La bella

Lei era La bella.
Quella con le tette apocalittiche, i capelli biondi e la bocca morbida.
Lei era quella con le gambe perfette, quella che quando noi eravamo ancora sul confine tra bambole e cuore, già si concedeva serena e lo faceva, naturalmente, coi belli.
Era quella che ogni ragazzina avrebbe dovuto detestare, perché i ragazzi guardavano lei e cercavano lei, anche quelli che piacevano a noi che eravamo ancora tanto indietro.
Eppure non si poteva detestarla perché era anche simpatica, in un modo che disarmava ogni pensiero di rabbia o disprezzo, quello tipico da volpe all’uva.
Lei era coi ragazzi esattamente come la desideravano e con noi un’amica vera, allegra, sincera e disponibile. Insomma era perfetta, come un’icona a cui tendere.
Un autunno, era andata a vivere altrove, non troppo lontano, ma abbastanza perché si sciogliessero i nodi laschi di quella età e di quell’epoca, dove le distanze non avevano mezzi per annullarsi.

Oggi l’ho rivista, dopo tutta questa vita senza più incontrarci.

Ci ho messo un po’ a capire chi fosse quella donna sfatta, non solo nel fisico, che però mi ricordava tanto qualcuno. Poi ho capito e l’ho osservata non vista, mentre, in coda allo sportello, aspettava coi pensieri chissà dove.
Guardavo intristita i capelli come paglia, le gambe ancora magre, nei pantaloni, a reggere un addome grande e sformato su cui appoggiavano due seni enormi e non più sodi, le braccia cadenti e le mani non curate, rosse di arsura. Non credevo a quegli abiti così dimessi e sgualciti, su di lei che era sempre quella più alla moda e profumata.
Poi gli occhi.
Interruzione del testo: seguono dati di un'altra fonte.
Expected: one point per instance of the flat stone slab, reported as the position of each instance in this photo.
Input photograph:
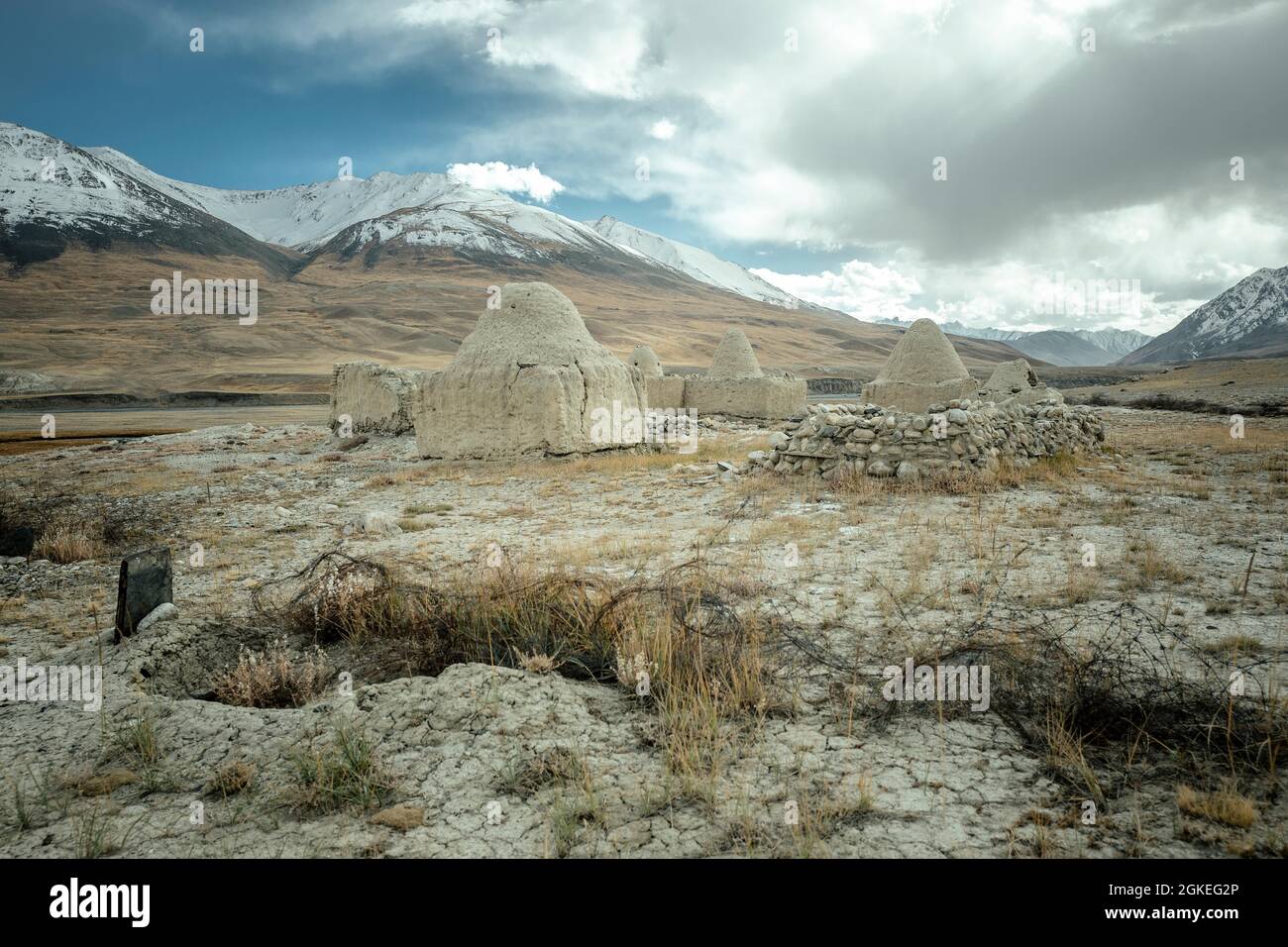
(146, 582)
Sotto le palpebre pesanti il brillio si era completamente perduto per strada e quello strano tic della bocca faceva pensare a denti falliti dentro alle guance.
Già, le guance.. rubizze, come di chi esagera, coi placebo a gradazione, da troppo tempo.
Il nasino sempre carino, però: rivolto in su, piccolo, grazioso e le labbra, nonostante il gesto, avevano ancora morbidezza.

Ho rabbrividito dalla paura di specchiarmi in quell’abisso temporale, perché quando lo guardi rosicchiare la bellezza giorno dopo giorno, si diluisce, fa male, ma un po’ per volta, mentre quando si mostra nel taglio netto di quarant’anni è disastroso. Perciò ero davvero tentata di andarmene facendo finta di niente, anche e soprattutto con me stessa, ma alla fine ha prevalso su tutto la voglia di salutarla, di sentire ancora la sua voce e mi sono avvicinata.

-Ti ricordi di me?-
Lei si gira, mi osserva un attimo pensosa e poi esplode: – Sicuro! Sei sempre uguale!- E sorride.
Così tutto si scioglie in abbracci e cerchiamo un posto dove regalarci un po’ di cronaca degli anni.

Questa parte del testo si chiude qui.